Finn had more energy after going through the sketchbooks and his mood had lifted. He mentioned that he was looking forward for the week to begin because that was when the crew he had hired to help with the demo on the main house was to arrive. He seemed anxious but less moody. By the time they’d had coffee and dessert, Kate was sober enough that she felt okay to drive home. She was surprised that Finn retreated back into his bad mood, and as he slumped in the passenger seat, it reminded Kate of their drive home from the airport. He kept checking his cell phone, flipping the lid open and shut, dialing for voicemail, and then disconnecting the call in disgust. She wondered then if she had really heard him on the phone earlier in the day, if it hadn’t, as she thought dismissively, been a dream. But she knew that in his current mood he wouldn’t answer her, so she didn’t even try.
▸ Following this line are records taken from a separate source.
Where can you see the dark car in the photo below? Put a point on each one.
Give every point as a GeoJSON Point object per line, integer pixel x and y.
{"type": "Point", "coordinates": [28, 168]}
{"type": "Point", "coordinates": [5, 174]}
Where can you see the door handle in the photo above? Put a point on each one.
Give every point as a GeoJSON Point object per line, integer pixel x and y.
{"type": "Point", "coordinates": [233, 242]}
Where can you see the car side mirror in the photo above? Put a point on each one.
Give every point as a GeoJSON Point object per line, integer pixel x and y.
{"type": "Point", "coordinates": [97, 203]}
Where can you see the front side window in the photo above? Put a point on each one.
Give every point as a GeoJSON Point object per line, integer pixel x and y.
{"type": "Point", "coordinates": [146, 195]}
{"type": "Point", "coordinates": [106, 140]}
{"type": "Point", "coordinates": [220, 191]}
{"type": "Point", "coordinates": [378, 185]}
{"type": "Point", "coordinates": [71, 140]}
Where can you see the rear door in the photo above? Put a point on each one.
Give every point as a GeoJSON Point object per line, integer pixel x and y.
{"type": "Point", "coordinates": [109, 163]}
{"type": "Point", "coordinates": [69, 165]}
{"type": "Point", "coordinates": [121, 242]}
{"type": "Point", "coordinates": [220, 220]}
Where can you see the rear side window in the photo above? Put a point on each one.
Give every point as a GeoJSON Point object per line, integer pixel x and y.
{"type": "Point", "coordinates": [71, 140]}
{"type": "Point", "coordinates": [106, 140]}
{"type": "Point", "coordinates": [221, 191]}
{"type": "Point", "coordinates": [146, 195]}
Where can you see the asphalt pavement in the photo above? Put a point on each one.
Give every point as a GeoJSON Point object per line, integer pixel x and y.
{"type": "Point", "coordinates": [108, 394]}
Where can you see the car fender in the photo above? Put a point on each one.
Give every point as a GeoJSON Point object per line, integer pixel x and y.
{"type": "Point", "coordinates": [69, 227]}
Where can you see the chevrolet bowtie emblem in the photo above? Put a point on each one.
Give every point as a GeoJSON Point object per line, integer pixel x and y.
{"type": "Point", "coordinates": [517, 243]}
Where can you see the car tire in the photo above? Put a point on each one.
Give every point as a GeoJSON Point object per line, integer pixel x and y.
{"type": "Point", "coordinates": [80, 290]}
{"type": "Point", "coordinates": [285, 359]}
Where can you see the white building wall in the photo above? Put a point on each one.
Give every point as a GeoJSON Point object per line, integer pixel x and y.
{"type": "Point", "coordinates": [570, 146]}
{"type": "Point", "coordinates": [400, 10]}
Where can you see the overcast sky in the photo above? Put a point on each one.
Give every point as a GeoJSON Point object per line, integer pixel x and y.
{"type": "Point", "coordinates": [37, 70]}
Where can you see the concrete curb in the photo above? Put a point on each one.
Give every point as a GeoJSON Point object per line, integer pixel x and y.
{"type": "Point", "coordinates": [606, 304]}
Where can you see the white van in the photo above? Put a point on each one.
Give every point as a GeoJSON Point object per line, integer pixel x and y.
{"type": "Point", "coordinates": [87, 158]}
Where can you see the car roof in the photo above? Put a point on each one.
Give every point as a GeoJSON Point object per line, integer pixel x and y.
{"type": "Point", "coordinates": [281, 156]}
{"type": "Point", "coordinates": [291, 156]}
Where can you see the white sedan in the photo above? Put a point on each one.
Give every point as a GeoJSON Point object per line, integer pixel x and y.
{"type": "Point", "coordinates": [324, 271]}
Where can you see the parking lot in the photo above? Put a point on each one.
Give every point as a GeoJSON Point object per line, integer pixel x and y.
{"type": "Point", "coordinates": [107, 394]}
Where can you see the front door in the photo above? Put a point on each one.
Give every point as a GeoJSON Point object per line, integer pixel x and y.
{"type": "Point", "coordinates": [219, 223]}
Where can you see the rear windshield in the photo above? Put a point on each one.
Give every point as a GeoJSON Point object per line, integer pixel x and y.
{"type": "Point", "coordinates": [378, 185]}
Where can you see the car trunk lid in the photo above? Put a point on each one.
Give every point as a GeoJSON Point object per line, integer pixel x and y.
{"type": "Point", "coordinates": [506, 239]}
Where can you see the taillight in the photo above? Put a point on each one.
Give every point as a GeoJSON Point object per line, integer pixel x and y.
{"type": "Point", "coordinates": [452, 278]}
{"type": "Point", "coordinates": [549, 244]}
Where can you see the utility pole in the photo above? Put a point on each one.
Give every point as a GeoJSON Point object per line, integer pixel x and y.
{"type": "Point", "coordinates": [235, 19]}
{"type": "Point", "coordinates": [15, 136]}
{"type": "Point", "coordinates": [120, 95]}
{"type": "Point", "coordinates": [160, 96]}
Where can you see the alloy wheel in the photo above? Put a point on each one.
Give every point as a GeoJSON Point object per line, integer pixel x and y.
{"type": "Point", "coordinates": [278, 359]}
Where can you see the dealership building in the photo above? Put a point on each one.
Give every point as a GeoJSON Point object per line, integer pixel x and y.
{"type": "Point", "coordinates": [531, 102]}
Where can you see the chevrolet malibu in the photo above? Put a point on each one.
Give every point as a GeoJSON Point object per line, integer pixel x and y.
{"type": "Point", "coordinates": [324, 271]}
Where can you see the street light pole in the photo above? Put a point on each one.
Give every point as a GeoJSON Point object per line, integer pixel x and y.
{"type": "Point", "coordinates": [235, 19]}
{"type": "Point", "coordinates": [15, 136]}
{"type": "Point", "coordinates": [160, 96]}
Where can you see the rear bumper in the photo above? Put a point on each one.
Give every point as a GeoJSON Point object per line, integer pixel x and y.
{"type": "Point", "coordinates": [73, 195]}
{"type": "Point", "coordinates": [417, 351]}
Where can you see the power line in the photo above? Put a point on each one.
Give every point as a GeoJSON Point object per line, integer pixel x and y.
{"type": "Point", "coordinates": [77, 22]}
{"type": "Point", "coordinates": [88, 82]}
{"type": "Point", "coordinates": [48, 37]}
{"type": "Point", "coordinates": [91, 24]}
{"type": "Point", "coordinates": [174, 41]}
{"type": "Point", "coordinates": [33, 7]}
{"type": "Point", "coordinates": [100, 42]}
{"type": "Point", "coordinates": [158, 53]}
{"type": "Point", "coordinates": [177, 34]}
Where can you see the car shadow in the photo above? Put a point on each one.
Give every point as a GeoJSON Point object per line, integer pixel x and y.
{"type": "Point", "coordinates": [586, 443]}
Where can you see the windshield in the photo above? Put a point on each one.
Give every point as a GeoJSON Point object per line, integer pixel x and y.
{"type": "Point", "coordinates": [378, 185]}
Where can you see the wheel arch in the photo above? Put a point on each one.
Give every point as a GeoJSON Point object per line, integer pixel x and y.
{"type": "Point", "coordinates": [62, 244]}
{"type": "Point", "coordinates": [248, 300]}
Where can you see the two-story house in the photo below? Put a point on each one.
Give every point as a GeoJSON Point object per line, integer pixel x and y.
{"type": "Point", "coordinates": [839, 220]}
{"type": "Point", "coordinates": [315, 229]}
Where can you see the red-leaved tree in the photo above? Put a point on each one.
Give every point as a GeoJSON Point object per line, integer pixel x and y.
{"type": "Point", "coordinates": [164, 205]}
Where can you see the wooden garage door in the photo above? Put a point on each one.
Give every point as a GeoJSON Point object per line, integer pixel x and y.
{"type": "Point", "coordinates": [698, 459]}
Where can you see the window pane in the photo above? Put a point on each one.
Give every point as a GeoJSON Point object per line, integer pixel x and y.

When they got back to the house, Kate announced she was going to take a bath. Finn, stretched out on his bed with an arm flung over his face, didn’t comment. When she emerged an hour later, Finn and her car were gone. She tried his cell phone but all she got was voicemail. She sat at her desk and attempted to work, and when that didn’t divert her attention, she paced. Where the hell was he?
By four in the morning, Kate felt a little frantic. Repeated attempts to reach him by cell had gone unanswered. She considered calling Shelley but then told herself that was ridiculous. He wouldn’t be there and she would just be dragging a client into their personal drama. Kate had worked so hard to put all this behind her that she couldn’t believe all it took was Finn taking off to bring it back: flashes of staying up all night taking care of Amy and George when they were really little, putting them to bed and watching the Tonight Show and then the Tomorrow Show with Finn until the station signed off with an image of the American flag waving in the breeze, accompanied by an orchestral version of the national anthem. All the while she waited for headlights to crisscross the windows of the den, signaling that either her father or her mother had returned after an argument that had spun out of control, before she’d sneak up the back stairs to bed. She’d be damned if she was going to do that now with Finn.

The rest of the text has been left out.